The ambiguity of “internationality” is how we were raised. When using the English language, we spoke American and wrote British. We consumed American TV and music but worshipped the beauty standards of Japan, China and Korea. For many Malaysians who grew up in Kuala Lumpur in particular, normalising what the West deems as attractive or the norm enforced our societal hierarchy, where pure Malaysian-ness was almost seen as embarrassing or ‘uncultured’.
It was only when we would “balik kampung”, (a popular term used to refer to going back to one’s village of origin during a festive season) that we had the opportunity to catch a glimpse of a Malaysia that once was, with its greenery, hospitality and tradition.
Combatting a ‘cultural haze’
Of course, centuries of Western-colonialism is at the root of this cultural erasure. However, factors like religion, capitalism and modern technology are also contributing to the loss of Malaysia’s rich traditions, even in remote areas. To elaborate on Herman Abdullah’s quote referenced earlier, he also mentions the inevitability of cultural loss, writing that “culture is something easily consumed by development, education and globalisation. We simply don’t have the capacity to prevent outside influences from corrupting our culture in a borderless world.”
In the past, Western forces were attracted to the resources offered by our deep jungles, the richness of our spices and the luxury of our fabrics. In today’s world, where culture can be consumed at the swipe of a screen, this may look a little different.
In the West, it’s cool to be “woke” about different cultures no matter how ill-informed. It’s cool to do Indian yoga, while drinking traditional Chinese tea. It’s cool to chant sacred Hindu texts and commit to a 27-step Korean beauty regimen for a happy and spiritual life. Adopting a sense of assumed primitivism from “third-world countries” as a hobby is cool, as long as you’re not actually from said third-world country.
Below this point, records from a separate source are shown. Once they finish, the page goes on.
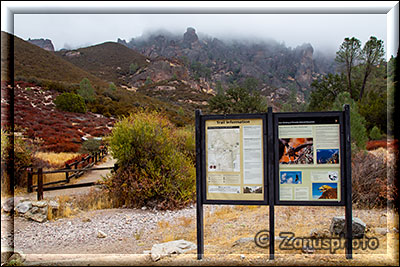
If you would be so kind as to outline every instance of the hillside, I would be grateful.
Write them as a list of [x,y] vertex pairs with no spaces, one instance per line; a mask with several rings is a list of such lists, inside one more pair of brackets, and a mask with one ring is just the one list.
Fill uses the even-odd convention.
[[[270,98],[278,89],[297,90],[304,102],[311,82],[334,71],[333,59],[314,57],[310,44],[288,48],[277,42],[221,41],[217,38],[199,38],[196,30],[188,28],[183,36],[167,32],[149,33],[144,37],[118,42],[139,53],[156,59],[180,59],[195,80],[203,78],[211,88],[222,84],[244,84],[251,79],[255,89]],[[281,90],[282,91],[282,90]]]
[[130,65],[143,68],[146,57],[118,43],[106,42],[77,50],[57,51],[62,59],[116,85],[126,85],[122,77],[129,75]]
[[[204,79],[193,79],[187,67],[175,58],[145,56],[124,45],[106,42],[56,55],[106,81],[151,99],[178,108],[190,116],[197,108],[205,109],[213,90]],[[135,65],[131,70],[131,64]],[[122,99],[122,98],[121,98]]]
[[[1,39],[7,39],[9,33],[1,32]],[[7,50],[7,42],[2,42],[1,49]],[[5,58],[1,58],[2,64]],[[2,68],[1,75],[5,75]],[[107,86],[107,83],[77,66],[60,59],[54,53],[46,51],[36,45],[14,36],[14,75],[20,77],[50,80],[68,84],[79,83],[88,78],[93,85]]]
[[[7,40],[11,37],[10,34],[2,32],[2,51],[8,49]],[[31,86],[38,86],[45,90],[66,92],[76,92],[79,88],[79,83],[83,78],[88,78],[95,88],[95,101],[88,104],[88,110],[93,113],[105,115],[107,117],[125,116],[138,109],[150,109],[164,112],[166,116],[176,125],[186,125],[194,121],[194,110],[199,106],[196,104],[187,104],[187,102],[174,101],[169,98],[157,97],[148,92],[148,87],[145,87],[141,92],[137,92],[137,88],[130,88],[123,83],[117,87],[115,91],[110,91],[110,80],[103,80],[102,78],[109,78],[102,75],[100,72],[107,73],[111,70],[114,64],[120,65],[118,62],[127,55],[132,57],[125,61],[125,64],[135,59],[138,62],[138,72],[151,71],[152,73],[159,73],[157,68],[146,67],[148,62],[144,56],[135,53],[134,51],[116,43],[105,43],[94,48],[83,49],[85,59],[75,60],[74,64],[68,62],[60,55],[54,52],[46,51],[36,45],[24,41],[14,36],[15,42],[15,81],[29,82]],[[111,51],[111,52],[110,52]],[[123,57],[120,57],[119,51],[125,51]],[[64,51],[65,52],[65,51]],[[104,55],[103,55],[104,52]],[[68,53],[65,52],[65,53]],[[108,55],[108,56],[105,56]],[[124,56],[125,55],[125,56]],[[97,58],[97,61],[95,60]],[[2,66],[7,66],[7,55],[2,55]],[[94,63],[95,62],[95,63]],[[79,65],[87,68],[87,70],[80,68]],[[169,64],[169,63],[168,63]],[[97,70],[94,66],[98,65]],[[157,66],[154,65],[154,66]],[[117,69],[117,67],[115,69]],[[115,70],[114,69],[114,70]],[[2,79],[7,77],[7,68],[2,68]],[[90,73],[96,73],[95,76]],[[114,75],[111,73],[110,75]],[[124,77],[124,73],[116,72],[116,76]],[[121,75],[121,76],[118,76]],[[149,74],[150,75],[150,74]],[[146,74],[146,78],[147,78]],[[146,78],[142,81],[145,82]],[[5,81],[5,80],[4,80]],[[3,87],[3,83],[2,83]],[[149,89],[151,90],[151,89]],[[53,92],[54,93],[54,92]]]

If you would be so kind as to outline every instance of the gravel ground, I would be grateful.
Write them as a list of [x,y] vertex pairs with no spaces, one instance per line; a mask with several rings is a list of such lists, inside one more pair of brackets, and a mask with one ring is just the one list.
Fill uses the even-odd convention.
[[[153,236],[161,220],[173,221],[182,216],[195,216],[195,209],[176,212],[154,212],[135,209],[110,209],[85,212],[74,218],[45,223],[16,217],[15,248],[26,254],[50,253],[130,253],[151,249]],[[97,237],[99,231],[105,238]],[[5,241],[1,237],[2,244]]]
[[[210,206],[207,210],[215,208]],[[142,254],[151,250],[153,244],[162,242],[163,238],[157,236],[158,222],[172,223],[181,217],[195,218],[195,215],[196,209],[191,206],[177,211],[95,210],[45,223],[15,217],[14,246],[24,254]],[[2,214],[2,222],[3,228],[12,222],[12,217]],[[99,231],[106,237],[99,238]],[[12,233],[2,234],[2,246],[12,244],[11,237]]]

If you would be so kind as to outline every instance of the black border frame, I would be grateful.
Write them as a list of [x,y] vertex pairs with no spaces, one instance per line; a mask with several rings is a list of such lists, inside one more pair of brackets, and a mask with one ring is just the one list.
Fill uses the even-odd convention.
[[[340,131],[340,201],[295,201],[295,200],[280,200],[279,192],[279,142],[277,142],[279,119],[292,119],[293,121],[300,120],[324,120],[324,119],[338,119]],[[326,111],[326,112],[284,112],[273,114],[274,125],[274,190],[275,190],[275,205],[278,206],[345,206],[346,204],[346,146],[345,146],[345,132],[344,132],[344,118],[342,111]],[[318,122],[314,124],[320,124]],[[333,124],[333,123],[328,123]],[[289,124],[288,124],[289,125]],[[298,125],[305,125],[299,123]],[[313,125],[310,123],[310,125]],[[351,190],[351,189],[349,189]],[[351,191],[350,191],[351,192]]]
[[[242,119],[261,119],[263,121],[263,159],[264,159],[264,200],[215,200],[207,199],[206,192],[206,135],[205,135],[205,124],[208,120],[242,120]],[[254,113],[254,114],[229,114],[229,115],[203,115],[200,116],[200,145],[201,145],[201,199],[203,204],[219,204],[219,205],[268,205],[269,204],[269,175],[268,175],[268,143],[267,127],[268,120],[266,113]]]

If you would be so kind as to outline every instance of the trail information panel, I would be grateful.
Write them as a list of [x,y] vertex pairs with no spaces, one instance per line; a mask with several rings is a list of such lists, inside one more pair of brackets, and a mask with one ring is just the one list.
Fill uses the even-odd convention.
[[326,112],[196,110],[195,128],[198,259],[204,255],[204,204],[268,205],[270,260],[275,206],[345,206],[346,258],[352,258],[349,105]]
[[279,200],[341,201],[339,119],[279,123]]
[[205,121],[206,199],[264,200],[262,119]]

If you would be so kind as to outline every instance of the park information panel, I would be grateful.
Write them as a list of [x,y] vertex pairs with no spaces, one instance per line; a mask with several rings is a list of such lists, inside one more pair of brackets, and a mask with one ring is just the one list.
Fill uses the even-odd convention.
[[279,125],[279,199],[340,201],[339,123]]
[[274,118],[276,204],[343,205],[342,112],[276,113]]
[[263,120],[207,120],[206,192],[213,200],[263,200]]
[[352,257],[350,109],[202,115],[196,111],[198,259],[203,204],[269,205],[270,259],[275,205],[345,206]]

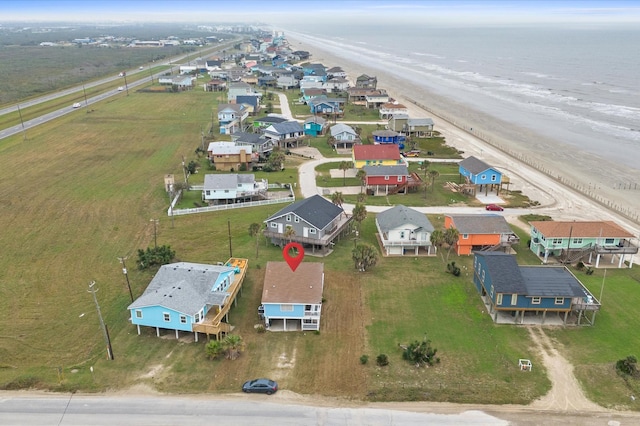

But as personal growth often goes, these realisations always come later in life. And even in our adulthood, despite knowing all of these things, we still couldn’t quite shake off the feeling of not being a real enough Malaysian. What confused us the most was how many well-regarded theatre practitioners dedicated their study around Oriental arts (such as Artauld and his “discovery” of Balinese gamelan, an art form also practised in Malaysia), and yet, for many Malaysians, we were as clueless as we have ever been about the history of our own cultural practices.
What Gadis Ayu Terakhir aims to explore is exactly this feeling. Intracultural objectification is like a disease. It manifests as entire societies blaming themselves for the erasure of their culture; it allows them to believe that the features and traditions they were born into are inherently barbaric; it creates a feeling of loss and a longing for a community; it might even trap you in a cultural haze where you believe you’re superior because you’re not “Asian Asian”, you’re “Awkwafina Asian” - palatable and unoffensive.
Gadis Ayu Terakhir is inspired by the urban legend of Mahsuri and Langkawi. We are retelling this story in a fairytale-like format, through the use of traditional music, dances and folklore - intended to represent the reclaiming of lost identities. Gadis Ayu Terakhir is a symbol for relearning the history of a society rich in culture that Malaysia once thrived on - before globalisation and before “civilisation”.